Disney Consumer Products is extending its Formula 1 partnership to cover F1 Academy, the all-women development series, starting with the 2026 season. The deal adds media and merchandise rights to Disney's existing F1 portfolio, announced the week of the Shanghai Grand Prix.
The F1 Academy partnership arrives as the series prepares to expand from five teams to a larger grid structure in 2026. Disney's existing F1 deal, signed in 2023, covers consumer products across apparel, toys, and home goods through multiple divisions including Lucasfilm and Marvel. The Academy extension follows the same framework but targets a younger, female-skewed demographic that brands have struggled to activate in motorsport. Tasia Filippatos, president of Disney Consumer Products, confirmed the structure to Yahoo Sports without disclosing financial terms.
The timing matters for both parties. F1 Academy launched in 2023 with modest sponsorship traction—most teams carry one or two endemic partners. Disney's entry provides the series its first major non-automotive consumer brand and signals to other potential partners that the commercial infrastructure is viable. For Disney, the move hedges against saturation in the main F1 market, where merchandise competition now includes Puma, Castore, and Ralph Lauren across different team deals. Academy merchandise can share retail shelf space without cannibalizing core F1 SKUs, and the licensing model requires minimal incremental Disney investment since production partners already exist.

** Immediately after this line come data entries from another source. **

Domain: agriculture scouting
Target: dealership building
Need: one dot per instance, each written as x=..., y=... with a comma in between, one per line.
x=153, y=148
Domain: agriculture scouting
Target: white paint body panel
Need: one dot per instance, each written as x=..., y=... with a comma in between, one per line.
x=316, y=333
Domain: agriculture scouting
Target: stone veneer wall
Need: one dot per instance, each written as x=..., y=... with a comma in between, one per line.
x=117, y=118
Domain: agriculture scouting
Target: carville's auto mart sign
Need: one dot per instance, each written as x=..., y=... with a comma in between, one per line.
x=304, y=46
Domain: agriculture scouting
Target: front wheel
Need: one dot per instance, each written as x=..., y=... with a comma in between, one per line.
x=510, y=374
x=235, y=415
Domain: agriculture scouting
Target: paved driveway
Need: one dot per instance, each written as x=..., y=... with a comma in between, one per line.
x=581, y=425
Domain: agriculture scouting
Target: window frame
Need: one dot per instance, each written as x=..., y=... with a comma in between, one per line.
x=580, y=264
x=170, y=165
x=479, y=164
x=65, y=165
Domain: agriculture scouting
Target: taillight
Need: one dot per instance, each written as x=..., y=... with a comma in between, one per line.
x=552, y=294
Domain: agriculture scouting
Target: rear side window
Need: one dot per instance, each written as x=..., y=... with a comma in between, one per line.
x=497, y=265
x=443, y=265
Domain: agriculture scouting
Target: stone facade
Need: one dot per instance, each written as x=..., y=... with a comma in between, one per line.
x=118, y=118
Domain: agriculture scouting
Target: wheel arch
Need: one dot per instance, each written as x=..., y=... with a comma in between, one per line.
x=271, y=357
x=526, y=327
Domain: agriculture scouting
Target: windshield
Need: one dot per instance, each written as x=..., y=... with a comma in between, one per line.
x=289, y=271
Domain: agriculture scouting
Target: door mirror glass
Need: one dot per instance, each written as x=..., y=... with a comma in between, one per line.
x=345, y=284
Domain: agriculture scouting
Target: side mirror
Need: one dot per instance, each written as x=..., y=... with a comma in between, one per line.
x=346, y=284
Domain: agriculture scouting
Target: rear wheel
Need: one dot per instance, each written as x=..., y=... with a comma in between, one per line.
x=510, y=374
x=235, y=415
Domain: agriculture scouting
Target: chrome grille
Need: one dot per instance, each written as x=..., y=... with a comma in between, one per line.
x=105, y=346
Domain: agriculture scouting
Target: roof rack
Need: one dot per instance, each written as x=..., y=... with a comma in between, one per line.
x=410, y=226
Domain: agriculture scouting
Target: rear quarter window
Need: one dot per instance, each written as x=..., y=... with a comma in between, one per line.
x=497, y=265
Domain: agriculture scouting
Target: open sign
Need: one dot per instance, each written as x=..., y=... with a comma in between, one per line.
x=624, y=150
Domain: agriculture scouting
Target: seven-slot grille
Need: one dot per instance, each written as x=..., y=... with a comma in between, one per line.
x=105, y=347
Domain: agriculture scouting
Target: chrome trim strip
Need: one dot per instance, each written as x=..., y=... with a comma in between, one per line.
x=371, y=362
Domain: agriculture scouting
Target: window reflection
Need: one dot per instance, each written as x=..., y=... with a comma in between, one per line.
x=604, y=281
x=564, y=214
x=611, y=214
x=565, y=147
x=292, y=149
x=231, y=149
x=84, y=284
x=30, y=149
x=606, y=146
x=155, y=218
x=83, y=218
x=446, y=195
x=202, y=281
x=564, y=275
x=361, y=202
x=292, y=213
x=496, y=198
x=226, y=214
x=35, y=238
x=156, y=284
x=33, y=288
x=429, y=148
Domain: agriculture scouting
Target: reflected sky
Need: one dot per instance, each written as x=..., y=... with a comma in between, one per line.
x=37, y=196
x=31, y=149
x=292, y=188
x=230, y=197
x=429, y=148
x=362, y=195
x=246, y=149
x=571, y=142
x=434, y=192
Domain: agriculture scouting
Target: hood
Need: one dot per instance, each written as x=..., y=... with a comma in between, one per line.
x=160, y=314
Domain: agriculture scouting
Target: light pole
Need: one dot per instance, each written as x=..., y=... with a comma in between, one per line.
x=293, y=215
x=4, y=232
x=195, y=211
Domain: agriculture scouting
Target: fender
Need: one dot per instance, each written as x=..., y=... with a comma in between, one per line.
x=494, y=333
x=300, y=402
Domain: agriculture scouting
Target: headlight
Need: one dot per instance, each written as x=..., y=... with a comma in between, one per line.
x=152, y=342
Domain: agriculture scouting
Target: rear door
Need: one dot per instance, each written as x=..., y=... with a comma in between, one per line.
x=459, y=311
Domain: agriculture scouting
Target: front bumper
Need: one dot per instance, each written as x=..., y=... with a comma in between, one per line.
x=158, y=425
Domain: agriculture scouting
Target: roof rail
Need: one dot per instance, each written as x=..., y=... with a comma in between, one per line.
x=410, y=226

The deal also answers a structural question about F1 Academy's revenue model. Unlike Formula 2 or Formula 3, which rely heavily on team budgets funded by driver payments, Academy teams operate on a cost-cap model funded partly by FIA grants and partly by sponsorship. Merchandise royalties create a new revenue stream that can offset team operating costs, which currently run roughly $1.2 million per season per team. Disney's licensing advance—typically 10-15% of projected first-year sales in sports partnerships—likely provides Academy with seven-figure upfront capital ahead of the 2026 expansion.
Watch for Disney's retail activation timeline, expected to align with the Academy's 2025 season finale at Abu Dhabi. That event coincides with the main F1 season closer, creating a single weekend for product launches. Also watch which teams F1 Academy adds for 2026—current grid includes Prema, Rodin, ART, MP Motorsport, and Campos. A seven-team or eight-team structure would require new entrants, potentially from existing Formula 2 operators looking to diversify. Finally, watch whether other women's series—W Series folded in 2023—attempt similar merchandising plays now that Disney has validated the category.
The Academy deal closed the same week McLaren CEO Zak Brown circulated a letter urging FIA to prevent multi-team ownership structures, a separate signal that F1's commercial equilibrium remains contested even as peripheral properties like Academy attract new capital.